Corn ETF Could Find Support from Rising Chinese Demand | ETF Trends

As China begins to purchase more corn, investors can look to a targeted exchange traded fund strategy to capture the strengthening market fundamentals.

The U.S. Department of Agriculture said Thursday that exporters sold 1.937 million metric tons of corn to China, the third-largest deal for the grain to any destination, Bloomberg reports. The deal beats the previous record sale to China earlier this month when 1.762 million tons were sold.

With China increasing its imports of corn, the increased demand could bolster corn markets and related ETF, the Teucrium Corn Fund (CORN). The beleaguered corn market has suffered from the coronavirus pandemic and on expectations of a larger corn crop later this year due to farmers’ increased acreage planted.

“China is going to have to buy more grains, and the trade deal with the U.S. shoehorns that demand toward the U.S.,” Tobin Gorey, agri-strategy director at Commonwealth Bank of Australia, told the Wall Street Journal.

China bought 2.1 million metric tons of corn through July 16, compared to 315 thousand metric tons in the same period last year, according to the U.S. Department of Agriculture. China, the world’s most populous country and second largest economy, is also the second-largest producer and consumer of corn after the U.S.

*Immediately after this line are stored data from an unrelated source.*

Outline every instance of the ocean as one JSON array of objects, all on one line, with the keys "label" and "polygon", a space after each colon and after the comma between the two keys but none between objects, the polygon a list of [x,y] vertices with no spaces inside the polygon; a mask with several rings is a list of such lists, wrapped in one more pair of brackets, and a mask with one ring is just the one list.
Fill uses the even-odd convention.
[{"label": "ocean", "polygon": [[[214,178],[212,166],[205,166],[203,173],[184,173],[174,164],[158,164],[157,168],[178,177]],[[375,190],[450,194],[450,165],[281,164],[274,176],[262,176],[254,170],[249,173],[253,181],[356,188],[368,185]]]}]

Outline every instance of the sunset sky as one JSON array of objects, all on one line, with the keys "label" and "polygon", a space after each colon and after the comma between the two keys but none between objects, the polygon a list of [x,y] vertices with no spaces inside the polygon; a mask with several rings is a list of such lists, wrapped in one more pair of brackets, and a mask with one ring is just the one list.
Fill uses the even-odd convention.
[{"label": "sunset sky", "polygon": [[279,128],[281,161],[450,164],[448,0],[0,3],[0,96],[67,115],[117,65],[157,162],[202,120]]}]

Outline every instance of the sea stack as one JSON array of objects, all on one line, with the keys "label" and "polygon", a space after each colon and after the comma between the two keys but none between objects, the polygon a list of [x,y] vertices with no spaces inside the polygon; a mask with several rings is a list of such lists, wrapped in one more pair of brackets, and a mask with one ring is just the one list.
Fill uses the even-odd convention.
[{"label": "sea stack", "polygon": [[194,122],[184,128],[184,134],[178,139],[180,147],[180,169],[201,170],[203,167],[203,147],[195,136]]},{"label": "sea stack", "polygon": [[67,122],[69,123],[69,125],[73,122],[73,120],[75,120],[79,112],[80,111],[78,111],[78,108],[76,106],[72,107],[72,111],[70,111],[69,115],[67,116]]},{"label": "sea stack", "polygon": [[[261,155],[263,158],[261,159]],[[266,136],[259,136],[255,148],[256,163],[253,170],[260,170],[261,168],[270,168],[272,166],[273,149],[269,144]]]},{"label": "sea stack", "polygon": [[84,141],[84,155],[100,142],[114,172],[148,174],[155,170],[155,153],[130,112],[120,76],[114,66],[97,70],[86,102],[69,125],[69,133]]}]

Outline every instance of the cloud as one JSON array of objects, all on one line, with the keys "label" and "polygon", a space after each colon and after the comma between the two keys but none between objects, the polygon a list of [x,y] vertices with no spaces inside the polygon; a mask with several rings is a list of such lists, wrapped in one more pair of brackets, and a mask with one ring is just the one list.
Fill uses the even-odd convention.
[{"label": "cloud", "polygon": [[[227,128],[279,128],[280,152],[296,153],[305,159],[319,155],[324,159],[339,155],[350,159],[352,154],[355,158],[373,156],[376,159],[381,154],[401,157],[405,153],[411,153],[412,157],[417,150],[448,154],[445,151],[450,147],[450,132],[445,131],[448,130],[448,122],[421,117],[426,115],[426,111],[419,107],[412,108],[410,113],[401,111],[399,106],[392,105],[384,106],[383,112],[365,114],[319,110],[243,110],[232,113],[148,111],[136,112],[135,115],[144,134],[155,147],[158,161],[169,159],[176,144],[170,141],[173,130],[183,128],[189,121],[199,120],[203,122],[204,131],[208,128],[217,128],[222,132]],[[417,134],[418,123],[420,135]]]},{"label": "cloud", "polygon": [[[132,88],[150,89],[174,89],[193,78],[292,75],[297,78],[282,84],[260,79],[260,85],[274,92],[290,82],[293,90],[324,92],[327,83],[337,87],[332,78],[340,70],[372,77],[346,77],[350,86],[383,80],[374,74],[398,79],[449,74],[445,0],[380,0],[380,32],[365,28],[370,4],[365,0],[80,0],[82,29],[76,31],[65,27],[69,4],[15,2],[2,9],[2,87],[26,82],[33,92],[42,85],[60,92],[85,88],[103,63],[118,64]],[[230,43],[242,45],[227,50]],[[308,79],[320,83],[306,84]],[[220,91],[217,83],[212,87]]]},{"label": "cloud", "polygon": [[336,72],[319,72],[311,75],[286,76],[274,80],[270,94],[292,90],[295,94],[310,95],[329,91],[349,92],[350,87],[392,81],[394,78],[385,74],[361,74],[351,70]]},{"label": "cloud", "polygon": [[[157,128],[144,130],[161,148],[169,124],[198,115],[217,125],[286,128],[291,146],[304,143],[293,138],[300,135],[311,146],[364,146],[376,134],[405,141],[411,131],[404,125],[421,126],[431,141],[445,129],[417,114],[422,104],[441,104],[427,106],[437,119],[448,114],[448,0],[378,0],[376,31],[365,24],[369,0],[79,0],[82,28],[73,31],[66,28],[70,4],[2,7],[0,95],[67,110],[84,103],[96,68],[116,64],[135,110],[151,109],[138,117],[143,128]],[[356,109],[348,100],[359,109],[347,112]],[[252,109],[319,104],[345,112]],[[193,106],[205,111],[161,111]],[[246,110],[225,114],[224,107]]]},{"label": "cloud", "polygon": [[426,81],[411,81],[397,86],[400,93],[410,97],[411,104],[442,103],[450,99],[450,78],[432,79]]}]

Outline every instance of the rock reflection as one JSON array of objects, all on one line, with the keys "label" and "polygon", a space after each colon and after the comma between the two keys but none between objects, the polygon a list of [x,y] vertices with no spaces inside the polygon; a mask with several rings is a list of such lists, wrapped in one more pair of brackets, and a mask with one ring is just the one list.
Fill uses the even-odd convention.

Looking ahead, China is expected to purchase $36.5 billion in U.S. agricultural goods as part of the phase 1 trade accord, or up from $24 billion in 2017. China’s Ministry of Agriculture and Rural Affairs also projected that the country will import six million metric tons of corn over the 12 months ending this September, or 50% higher than its earlier forecasts. This total would also amount to the highest total ever.

While Beijing stated that they are ramping up purchases to fulfill trade-deal commitments, some observers argued that the purchase will shore up corn shortages in parts of China and help curb rising prices. China has expanded its usage of corn beyond animal feed to things like cooking starch or ethanol fuel due to the depressed domestic prices over the past four years.